Out Of The Box Algorithm Frameworks¶
This section describes the different algorithm frameworks (Secure Lookup, Segment Mapping, etc) that are available.
Secure Lookup Algorithm Framework¶
Secure Lookup is the most commonly used type of algorithm. It is easy to generate and works with different languages. When this algorithm replaces real, sensitive data with fictional data, it is possible that it will create repeating data patterns, known as “collisions.” For example, the names “Tom” and “Peter” could both be masked as “Matt.” Because names and addresses naturally recur in real data, this mimics an actual data set. However, if you want the Masking Engine to mask all data into unique outputs, you should use Segment Mapping.
Starting version 22.214.171.124 we introduced builtin Extended Secure Lookup Algorithm Framework, co-existing with the legacy one (described above). That new framework uses SHA256 hashing method and allows case configurations for input and output (i.e. masked) values. For details please see the Secure Lookup Algorithm Framework
Segment Mapping Algorithm Framework¶
Segment Mapping algorithms produce no overlaps or repetitions in the masked data. They let you create unique masked values by dividing a target value into separate segments and masking each segment individually.
You can mask up to a maximum of 36 values using segment mapping. You might use this method if you need columns with unique values, such as Social Security Numbers, primary key columns, or foreign key columns. When using segment mapping algorithms for primary and foreign keys, in order to make sure they match, you must use the same Segment Mapping algorithm for each. You can set the algorithm to produce alphanumeric results (letters and numbers) or only numbers.
With Segment Mapping, you can set the algorithm to ignore specific characters. For example, you can choose to ignore dashes [-] so that the same Social Security Number will be identified no matter how it is formatted. You can also preserve certain values. For example, to increase the randomness of masked values, you can preserve a single number such as 5 wherever it occurs. Or if you want to leave some information unmasked, such as the last four digits of Social Security numbers, you can preserve that information.
Segment Mapping Example¶
Perhaps you have an account number for which you need to create a segment mapping algorithm.

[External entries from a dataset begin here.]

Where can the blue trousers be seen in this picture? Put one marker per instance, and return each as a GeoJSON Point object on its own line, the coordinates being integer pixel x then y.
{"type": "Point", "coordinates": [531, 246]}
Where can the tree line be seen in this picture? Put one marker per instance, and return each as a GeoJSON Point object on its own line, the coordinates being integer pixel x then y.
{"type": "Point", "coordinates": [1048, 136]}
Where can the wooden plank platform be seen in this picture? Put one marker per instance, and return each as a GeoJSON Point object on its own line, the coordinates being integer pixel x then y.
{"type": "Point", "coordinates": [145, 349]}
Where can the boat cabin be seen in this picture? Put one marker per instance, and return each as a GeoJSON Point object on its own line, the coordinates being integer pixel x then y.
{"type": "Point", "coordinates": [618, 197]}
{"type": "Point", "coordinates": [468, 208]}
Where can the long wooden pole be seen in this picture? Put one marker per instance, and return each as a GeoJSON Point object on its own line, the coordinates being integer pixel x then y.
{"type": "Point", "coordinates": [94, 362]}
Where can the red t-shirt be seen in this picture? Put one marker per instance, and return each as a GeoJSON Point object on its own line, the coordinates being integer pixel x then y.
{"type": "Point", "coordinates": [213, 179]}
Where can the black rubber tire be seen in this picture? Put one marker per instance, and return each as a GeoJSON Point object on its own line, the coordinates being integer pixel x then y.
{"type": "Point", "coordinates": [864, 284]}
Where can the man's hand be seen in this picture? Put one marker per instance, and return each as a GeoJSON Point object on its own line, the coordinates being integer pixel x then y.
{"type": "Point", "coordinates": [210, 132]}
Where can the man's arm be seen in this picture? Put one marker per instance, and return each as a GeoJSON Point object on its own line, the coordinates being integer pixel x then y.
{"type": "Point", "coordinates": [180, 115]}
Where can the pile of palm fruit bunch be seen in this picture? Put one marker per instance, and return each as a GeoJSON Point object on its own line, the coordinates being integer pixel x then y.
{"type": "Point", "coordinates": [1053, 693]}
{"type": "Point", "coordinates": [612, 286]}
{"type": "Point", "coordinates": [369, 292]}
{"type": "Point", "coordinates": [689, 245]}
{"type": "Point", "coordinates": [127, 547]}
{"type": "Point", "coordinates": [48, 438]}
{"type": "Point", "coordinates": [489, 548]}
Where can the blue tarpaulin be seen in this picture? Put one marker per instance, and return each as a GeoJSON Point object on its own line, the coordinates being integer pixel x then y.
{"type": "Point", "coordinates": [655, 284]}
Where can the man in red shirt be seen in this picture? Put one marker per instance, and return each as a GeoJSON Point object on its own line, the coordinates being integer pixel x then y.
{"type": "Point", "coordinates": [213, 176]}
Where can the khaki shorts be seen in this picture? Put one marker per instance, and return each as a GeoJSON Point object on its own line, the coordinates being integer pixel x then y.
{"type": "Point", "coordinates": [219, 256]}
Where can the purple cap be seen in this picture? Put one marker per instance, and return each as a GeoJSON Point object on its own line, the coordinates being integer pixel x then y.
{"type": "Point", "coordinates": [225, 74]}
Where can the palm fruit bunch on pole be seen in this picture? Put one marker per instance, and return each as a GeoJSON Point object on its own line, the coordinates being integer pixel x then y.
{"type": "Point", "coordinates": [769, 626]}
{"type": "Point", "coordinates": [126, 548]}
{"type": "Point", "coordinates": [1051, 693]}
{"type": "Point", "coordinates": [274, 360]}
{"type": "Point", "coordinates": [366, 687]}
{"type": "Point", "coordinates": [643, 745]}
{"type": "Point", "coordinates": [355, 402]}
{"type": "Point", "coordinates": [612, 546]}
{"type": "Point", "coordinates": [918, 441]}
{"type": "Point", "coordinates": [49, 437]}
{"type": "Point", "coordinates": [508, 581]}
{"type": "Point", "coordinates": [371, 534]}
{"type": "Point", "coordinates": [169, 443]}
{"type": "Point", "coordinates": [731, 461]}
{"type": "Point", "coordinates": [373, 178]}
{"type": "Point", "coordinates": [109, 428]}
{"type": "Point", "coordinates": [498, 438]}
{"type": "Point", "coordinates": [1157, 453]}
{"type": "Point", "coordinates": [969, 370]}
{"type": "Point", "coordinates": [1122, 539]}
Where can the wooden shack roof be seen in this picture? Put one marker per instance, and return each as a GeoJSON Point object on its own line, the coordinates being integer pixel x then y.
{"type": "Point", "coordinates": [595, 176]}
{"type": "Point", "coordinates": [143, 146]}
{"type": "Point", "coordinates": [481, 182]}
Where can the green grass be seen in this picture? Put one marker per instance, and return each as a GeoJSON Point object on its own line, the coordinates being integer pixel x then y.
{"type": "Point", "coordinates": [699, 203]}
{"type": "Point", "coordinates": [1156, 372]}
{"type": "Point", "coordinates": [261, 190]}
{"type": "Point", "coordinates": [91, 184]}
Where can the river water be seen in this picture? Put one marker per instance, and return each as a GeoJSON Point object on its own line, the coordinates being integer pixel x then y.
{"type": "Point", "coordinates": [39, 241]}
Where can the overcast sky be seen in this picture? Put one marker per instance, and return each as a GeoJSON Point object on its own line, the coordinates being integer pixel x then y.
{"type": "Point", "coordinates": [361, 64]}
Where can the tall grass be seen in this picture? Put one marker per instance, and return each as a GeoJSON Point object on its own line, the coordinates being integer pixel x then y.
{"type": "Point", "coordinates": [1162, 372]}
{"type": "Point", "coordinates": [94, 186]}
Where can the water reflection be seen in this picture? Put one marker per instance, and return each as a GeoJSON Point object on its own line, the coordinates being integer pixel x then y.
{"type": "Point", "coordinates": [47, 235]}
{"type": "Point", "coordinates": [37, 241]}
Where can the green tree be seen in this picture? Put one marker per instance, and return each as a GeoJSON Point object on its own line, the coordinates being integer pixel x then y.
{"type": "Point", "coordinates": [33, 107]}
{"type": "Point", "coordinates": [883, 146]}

You can separate the account number into segments, preserving the first two-character segment, replacing a segment with a specific value, and preserving a hyphen. The following is a sample value for this account number:
NM is a plan code number that you want to preserve, always a two-character alphanumeric code.
831026 is the uniquely identifiable account number. To ensure that you do not inadvertently create actual account numbers, you can replace the first two digits with a sequence that never appears in your account numbers in that location. (For example, you can replace the first two digits with 98 because 98 is never used as the first two digits of an account number.) To do that, you want to split these six digits into two segments.
-04 is a location code. You want to preserve the hyphen and you can replace the two digits with a number within a range (in this case, a range of 1 to 77).
Mapping Algorithm Framework¶
A Mapping algorithm allows you to state what values will replace the original data. It sequentially maps original data values to masked values that are pre-populated to a lookup table through the Masking Engine user interface. There will be no collisions in the masked data because it always matches the same input to the same output. For example “David” will always become “Ragu,” and “Melissa” will always become “Jasmine.” The algorithm checks whether an input has already been mapped; if so, the algorithm changes the data to its designated output.
You can use a Mapping algorithm on any set of values, of any length, but you must know how many values you plan to mask. You must supply AT MINIMUM the same number of values as the number of unique values you are masking; more is acceptable. For example, if there are 10,000 unique values in the column you are masking you must give the Mapping algorithm AT LEAST 10,000 values.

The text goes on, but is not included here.